I find the second movement, Andante sognando, one of the most enigmatic. Prokofiev verges on parody by introducing lighthearted and pleasant variations, almost a second voice, with clear irony and sarcasm (perhaps self-irony?), and a kind of mocking levity within a pseudo-serious fugato. All this leads me to suspect that Prokofiev here is speaking ironically about himself; or else he is letting his mind and thoughts run free and is lost in nostalgia for the bygone, carefree days of his youth.

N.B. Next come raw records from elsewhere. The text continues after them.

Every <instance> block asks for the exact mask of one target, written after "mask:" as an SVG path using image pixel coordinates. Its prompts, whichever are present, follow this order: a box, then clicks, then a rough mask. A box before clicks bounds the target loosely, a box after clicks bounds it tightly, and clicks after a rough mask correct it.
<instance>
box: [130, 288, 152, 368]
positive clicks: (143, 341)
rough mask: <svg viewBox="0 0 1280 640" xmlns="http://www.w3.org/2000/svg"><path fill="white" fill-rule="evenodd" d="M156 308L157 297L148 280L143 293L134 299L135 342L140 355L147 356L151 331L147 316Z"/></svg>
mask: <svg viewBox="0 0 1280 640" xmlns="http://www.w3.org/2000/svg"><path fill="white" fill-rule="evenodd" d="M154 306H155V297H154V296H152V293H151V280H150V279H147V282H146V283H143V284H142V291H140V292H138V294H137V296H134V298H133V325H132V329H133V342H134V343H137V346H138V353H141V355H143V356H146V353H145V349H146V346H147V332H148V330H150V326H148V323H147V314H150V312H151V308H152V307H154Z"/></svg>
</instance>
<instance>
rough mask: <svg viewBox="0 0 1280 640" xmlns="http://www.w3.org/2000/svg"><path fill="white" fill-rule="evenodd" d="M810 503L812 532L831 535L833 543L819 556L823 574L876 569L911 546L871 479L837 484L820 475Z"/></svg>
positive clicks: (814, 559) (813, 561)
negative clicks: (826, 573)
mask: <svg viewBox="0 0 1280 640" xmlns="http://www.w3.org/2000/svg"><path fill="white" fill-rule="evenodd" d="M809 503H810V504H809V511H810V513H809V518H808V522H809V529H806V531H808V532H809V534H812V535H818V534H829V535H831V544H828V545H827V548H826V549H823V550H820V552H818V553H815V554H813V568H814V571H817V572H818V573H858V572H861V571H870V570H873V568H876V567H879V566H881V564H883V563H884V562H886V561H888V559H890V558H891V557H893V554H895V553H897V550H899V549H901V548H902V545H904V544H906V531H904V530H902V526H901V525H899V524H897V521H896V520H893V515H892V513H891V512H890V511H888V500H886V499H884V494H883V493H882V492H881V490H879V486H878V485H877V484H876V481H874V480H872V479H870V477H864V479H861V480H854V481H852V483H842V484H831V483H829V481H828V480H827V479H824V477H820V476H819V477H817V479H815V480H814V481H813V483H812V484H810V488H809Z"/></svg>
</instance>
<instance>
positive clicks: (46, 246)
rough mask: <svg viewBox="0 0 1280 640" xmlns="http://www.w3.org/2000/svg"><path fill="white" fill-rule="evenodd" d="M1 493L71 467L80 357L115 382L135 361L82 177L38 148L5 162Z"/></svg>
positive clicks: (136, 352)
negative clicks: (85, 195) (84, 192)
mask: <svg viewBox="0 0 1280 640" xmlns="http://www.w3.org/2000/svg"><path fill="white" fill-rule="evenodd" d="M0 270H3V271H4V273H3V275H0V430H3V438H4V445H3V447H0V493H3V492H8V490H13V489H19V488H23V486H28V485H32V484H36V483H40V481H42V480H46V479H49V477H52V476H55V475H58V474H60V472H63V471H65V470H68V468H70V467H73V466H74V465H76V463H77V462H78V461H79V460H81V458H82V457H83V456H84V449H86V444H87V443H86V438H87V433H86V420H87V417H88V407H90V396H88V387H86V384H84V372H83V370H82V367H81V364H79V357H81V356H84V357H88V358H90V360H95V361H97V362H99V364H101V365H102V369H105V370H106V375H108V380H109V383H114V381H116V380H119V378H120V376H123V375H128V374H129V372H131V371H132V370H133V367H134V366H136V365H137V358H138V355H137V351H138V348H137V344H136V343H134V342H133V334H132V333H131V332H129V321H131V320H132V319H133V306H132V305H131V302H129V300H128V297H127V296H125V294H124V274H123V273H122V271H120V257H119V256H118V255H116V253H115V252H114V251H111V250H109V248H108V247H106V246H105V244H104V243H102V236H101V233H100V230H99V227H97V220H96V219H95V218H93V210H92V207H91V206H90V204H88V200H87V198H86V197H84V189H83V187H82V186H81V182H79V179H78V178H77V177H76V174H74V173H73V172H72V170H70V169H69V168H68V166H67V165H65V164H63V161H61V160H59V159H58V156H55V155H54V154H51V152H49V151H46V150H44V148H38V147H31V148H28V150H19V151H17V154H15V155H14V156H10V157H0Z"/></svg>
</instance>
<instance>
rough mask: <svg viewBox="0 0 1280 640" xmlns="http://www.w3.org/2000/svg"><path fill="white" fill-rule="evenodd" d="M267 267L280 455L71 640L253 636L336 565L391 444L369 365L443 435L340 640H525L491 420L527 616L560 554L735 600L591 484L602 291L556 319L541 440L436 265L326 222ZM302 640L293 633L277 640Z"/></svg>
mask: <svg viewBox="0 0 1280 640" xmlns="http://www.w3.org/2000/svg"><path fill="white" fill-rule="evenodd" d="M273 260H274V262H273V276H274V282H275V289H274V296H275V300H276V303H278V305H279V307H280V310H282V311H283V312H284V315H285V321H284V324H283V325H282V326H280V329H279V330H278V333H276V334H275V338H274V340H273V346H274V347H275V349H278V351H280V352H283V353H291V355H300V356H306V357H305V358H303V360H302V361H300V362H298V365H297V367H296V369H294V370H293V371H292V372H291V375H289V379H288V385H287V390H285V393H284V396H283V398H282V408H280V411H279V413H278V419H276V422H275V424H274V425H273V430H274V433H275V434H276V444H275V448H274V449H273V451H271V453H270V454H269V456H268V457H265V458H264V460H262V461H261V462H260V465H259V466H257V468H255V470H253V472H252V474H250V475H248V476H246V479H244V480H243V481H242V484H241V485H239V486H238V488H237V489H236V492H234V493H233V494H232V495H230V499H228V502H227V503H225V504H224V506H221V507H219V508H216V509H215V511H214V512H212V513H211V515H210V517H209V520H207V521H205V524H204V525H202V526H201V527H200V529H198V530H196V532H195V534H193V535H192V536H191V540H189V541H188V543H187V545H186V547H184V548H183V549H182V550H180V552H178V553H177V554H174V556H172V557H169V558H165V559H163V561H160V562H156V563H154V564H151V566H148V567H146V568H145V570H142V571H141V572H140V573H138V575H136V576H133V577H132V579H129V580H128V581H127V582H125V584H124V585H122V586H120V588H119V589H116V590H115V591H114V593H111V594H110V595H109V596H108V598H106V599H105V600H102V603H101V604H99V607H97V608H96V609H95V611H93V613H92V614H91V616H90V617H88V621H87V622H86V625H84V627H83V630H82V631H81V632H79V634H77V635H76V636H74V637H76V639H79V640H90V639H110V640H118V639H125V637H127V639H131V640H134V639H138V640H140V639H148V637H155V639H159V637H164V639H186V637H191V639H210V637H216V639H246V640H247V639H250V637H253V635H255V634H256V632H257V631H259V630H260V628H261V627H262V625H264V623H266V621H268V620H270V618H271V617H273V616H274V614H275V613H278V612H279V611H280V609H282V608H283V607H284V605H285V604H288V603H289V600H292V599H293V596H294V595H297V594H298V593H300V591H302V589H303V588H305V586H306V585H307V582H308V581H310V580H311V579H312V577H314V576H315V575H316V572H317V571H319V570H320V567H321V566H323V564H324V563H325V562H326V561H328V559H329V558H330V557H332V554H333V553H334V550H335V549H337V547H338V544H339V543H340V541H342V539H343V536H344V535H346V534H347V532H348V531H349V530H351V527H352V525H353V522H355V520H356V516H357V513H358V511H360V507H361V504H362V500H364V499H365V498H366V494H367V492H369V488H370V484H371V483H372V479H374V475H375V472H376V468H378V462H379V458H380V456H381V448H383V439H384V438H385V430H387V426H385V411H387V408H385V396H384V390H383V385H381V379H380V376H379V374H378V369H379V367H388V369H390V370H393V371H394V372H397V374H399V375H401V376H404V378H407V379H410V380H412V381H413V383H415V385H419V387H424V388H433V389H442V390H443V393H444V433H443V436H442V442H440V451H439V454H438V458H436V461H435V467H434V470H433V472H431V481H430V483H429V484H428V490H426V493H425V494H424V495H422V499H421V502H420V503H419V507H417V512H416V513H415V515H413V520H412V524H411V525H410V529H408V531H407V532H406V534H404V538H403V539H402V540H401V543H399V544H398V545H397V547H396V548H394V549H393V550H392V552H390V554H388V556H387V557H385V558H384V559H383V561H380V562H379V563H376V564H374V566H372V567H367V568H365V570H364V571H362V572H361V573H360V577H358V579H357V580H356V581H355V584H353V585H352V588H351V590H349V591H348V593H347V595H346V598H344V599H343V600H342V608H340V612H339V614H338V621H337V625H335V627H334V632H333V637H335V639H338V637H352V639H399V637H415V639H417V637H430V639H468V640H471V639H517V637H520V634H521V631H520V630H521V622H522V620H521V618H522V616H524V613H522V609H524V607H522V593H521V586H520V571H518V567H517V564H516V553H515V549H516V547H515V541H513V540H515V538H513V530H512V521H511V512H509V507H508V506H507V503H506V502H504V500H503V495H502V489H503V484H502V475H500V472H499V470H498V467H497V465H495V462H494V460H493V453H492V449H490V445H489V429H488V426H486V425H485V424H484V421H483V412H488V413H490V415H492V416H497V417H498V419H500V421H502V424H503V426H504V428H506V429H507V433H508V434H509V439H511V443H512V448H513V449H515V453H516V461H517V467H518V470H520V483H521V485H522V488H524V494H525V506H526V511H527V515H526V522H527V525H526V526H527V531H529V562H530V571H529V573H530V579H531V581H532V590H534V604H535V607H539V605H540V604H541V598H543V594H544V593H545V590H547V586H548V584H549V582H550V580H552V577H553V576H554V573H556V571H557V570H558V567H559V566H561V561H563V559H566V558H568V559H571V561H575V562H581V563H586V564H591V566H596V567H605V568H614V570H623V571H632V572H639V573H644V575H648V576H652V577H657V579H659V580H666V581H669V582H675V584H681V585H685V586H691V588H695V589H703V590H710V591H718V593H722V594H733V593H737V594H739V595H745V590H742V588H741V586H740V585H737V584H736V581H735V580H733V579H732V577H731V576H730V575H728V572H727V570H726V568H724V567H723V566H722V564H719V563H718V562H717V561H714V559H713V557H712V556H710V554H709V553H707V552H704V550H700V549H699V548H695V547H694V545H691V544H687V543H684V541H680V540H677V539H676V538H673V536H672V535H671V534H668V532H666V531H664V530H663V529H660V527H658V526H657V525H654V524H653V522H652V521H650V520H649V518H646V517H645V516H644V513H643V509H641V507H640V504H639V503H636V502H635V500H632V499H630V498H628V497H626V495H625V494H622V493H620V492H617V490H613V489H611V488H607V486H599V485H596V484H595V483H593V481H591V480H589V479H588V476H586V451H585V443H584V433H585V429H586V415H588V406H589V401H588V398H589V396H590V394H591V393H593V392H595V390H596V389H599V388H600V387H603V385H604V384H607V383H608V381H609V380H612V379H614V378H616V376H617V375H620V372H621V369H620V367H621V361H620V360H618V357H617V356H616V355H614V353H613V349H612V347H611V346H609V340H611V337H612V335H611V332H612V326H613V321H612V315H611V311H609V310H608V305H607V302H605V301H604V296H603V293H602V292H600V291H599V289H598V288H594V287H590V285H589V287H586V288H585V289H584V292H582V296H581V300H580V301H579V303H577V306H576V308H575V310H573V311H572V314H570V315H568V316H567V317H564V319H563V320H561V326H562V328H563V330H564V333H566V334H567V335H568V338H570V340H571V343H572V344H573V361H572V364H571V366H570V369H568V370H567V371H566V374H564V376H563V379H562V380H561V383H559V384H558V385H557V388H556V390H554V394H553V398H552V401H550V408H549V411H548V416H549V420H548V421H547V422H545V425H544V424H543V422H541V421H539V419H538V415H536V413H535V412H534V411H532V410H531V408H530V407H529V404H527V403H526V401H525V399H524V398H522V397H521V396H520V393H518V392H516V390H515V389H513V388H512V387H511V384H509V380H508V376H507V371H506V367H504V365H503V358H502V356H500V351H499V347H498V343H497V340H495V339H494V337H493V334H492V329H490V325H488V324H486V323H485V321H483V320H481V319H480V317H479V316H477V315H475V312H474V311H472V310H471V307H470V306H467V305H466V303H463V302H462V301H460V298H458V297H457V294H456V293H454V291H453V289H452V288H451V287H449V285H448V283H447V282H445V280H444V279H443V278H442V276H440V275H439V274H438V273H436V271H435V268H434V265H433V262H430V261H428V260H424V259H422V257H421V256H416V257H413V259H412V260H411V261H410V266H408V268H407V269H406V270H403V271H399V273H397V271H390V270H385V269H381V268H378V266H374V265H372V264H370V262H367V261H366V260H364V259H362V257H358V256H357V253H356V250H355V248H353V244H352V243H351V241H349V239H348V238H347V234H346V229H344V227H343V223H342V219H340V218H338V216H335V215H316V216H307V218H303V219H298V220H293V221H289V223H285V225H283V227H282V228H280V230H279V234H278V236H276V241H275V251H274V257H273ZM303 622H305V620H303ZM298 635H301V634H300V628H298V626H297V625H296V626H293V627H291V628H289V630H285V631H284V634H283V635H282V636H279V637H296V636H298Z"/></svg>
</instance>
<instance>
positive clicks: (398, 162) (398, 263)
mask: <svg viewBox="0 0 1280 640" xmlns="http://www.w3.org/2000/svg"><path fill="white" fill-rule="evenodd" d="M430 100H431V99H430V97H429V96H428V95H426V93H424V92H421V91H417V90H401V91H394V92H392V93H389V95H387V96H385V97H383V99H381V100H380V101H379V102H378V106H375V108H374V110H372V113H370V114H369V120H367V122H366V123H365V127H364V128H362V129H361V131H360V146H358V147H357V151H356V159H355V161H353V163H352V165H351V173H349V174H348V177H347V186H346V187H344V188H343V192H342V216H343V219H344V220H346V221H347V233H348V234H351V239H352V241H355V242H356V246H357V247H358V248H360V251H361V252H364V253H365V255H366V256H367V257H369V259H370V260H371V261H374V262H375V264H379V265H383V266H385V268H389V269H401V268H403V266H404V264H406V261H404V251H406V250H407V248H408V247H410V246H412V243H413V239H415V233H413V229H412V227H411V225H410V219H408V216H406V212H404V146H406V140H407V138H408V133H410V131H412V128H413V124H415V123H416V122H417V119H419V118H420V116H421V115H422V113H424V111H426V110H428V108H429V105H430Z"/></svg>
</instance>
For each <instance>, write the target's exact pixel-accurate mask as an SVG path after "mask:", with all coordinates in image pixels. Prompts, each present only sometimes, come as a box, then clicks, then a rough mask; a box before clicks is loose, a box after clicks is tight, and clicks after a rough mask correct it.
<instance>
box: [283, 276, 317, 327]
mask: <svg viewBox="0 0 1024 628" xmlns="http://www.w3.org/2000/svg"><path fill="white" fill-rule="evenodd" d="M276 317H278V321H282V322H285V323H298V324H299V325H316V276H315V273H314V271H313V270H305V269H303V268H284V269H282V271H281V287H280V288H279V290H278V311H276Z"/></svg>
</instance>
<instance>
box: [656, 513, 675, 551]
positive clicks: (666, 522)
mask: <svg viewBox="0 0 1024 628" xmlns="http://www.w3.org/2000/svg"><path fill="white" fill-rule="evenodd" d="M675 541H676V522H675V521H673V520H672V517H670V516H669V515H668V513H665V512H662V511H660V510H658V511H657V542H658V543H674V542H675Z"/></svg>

The third movement sharply contrasts with all this, and we return to the dramatic conflict with wild and barbarous reality. From the first note we come face to face with chaos and the verge of destruction. The contrasting middle section, though, is in itself still a grimace at totalitarianism. Once again the Kafkaesque machine methodically devours all living things. The pure sounds from the Pioneers’ horns are transformed into pulsating tyrannical blasts. In contrast to the finale of the Seventh Sonata, the drama here is more intense. The killing machine gradually fades into the background, and we hear echoes from the first movement. The themes of Fate and entreaty reappear, and the middle section ends with an amazing passage of tender, unresolved (irresoluto) and delicate music. The chronicler and the artist steps back, and I hear a lost, suffering man begging God for salvation. Prokofiev has seldom opened his soul in such a way. The finale concludes with another deluge of aggression which leads to apotheosis in the coda. At this moment of heightened confusion and madness we hear the heavy tread of Bolshevik boots; in the upper register the false and feverish fanfare continues to cry out. Thus frightening image is crowned with a sudden drop over a precipice away from all Bacchanalia and diabolical jubilation in B major. We end with a sudden return to stark reality. After a short pause we sober up to B minor and in the remaining sharp and brisk flashes I hear the verdict and the curse.”